PPI compensation to exceed money made

It forecast banks spending an additional £22bn on payouts despite already shelling out £23bn. Banks made £44bn they made from PPI between 1990 and 2012.

Banks will end up paying more in payment protection insurance compensation than they made from the product according to a prediction from the Professional Financial Claims Association.

It forecast banks spending an additional £22bn onpayouts despite already shelling out £23bn.

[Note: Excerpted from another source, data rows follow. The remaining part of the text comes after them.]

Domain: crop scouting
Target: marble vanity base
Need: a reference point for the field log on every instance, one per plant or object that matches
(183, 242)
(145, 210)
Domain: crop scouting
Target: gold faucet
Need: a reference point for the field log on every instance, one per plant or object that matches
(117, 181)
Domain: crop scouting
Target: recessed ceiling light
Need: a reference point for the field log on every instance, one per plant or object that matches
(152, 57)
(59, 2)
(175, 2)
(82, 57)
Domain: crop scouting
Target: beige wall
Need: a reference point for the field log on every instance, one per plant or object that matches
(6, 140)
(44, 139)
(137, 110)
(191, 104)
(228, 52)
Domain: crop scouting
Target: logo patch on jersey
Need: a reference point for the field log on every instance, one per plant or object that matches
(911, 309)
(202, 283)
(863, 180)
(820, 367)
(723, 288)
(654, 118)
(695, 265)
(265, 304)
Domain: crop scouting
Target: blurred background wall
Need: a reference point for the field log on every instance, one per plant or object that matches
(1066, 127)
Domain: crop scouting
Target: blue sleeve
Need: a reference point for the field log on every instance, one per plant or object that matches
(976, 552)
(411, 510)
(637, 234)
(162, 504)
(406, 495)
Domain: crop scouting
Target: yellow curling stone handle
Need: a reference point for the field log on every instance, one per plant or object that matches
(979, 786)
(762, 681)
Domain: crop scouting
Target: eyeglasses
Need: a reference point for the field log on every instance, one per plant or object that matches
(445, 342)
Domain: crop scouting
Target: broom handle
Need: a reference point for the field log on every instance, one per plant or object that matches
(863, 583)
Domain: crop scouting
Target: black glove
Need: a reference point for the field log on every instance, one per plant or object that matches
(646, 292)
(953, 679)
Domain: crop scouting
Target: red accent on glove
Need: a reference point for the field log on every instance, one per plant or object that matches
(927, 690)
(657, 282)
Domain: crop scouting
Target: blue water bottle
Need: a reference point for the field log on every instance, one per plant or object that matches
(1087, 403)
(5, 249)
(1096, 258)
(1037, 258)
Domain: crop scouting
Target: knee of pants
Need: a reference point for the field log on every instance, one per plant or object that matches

Banks made £44bn from PPI between 1990 and 2012.

Nick Baxter, chairman of the PFCA, reckoned around 75% of PPI was missold.

He said: “The perception is we are near the end of the PPI scandal because £23bn has been paid out, but because 50% of what’s been paid out is interest we’re nowhere near the end of this – we’re not even half way through it.”

The Financial Conduct Authority is proposing putting in a 2018 deadline on making new PPI complaints and there is the suggestion that the number of complaints will accelerate ahead of the deadline.

But Baxter thought there’s a good chance that deadline will be altered, while he doubted more people will claim per month because many still don’t know they’ve got a PPI policy.

Indeed, he thought a disgraceful number of customers will be denied from claiming if the 2018 deadline comes to pass.

He added: “Banks think the 2018 time limit is a done deal but I think the FCA will look at it a bit more deeply than that because there would be a lot of people left out in the cold.

“The problem with PPI is it’s not like any other product since there are people with PPI who still don’t know they’ve got it.

“It would therefore be wrong to say to a customer it’s too late because of an artificial time limit.

“A simple answer is to make institutions write to everyone that has it, although I’m not sure how practical a road that is to go down.”

Baxter estimated that 70% of PPI claims rejected by banks are then overturned by the Financial Ombudsman Service, although with some banks this stands as high as 90%.

On the flipside he was happy the FCA will take charge of claims management companies, which he said should eliminate the nuisance element of the industry and streamline the complaints process for wronged customers.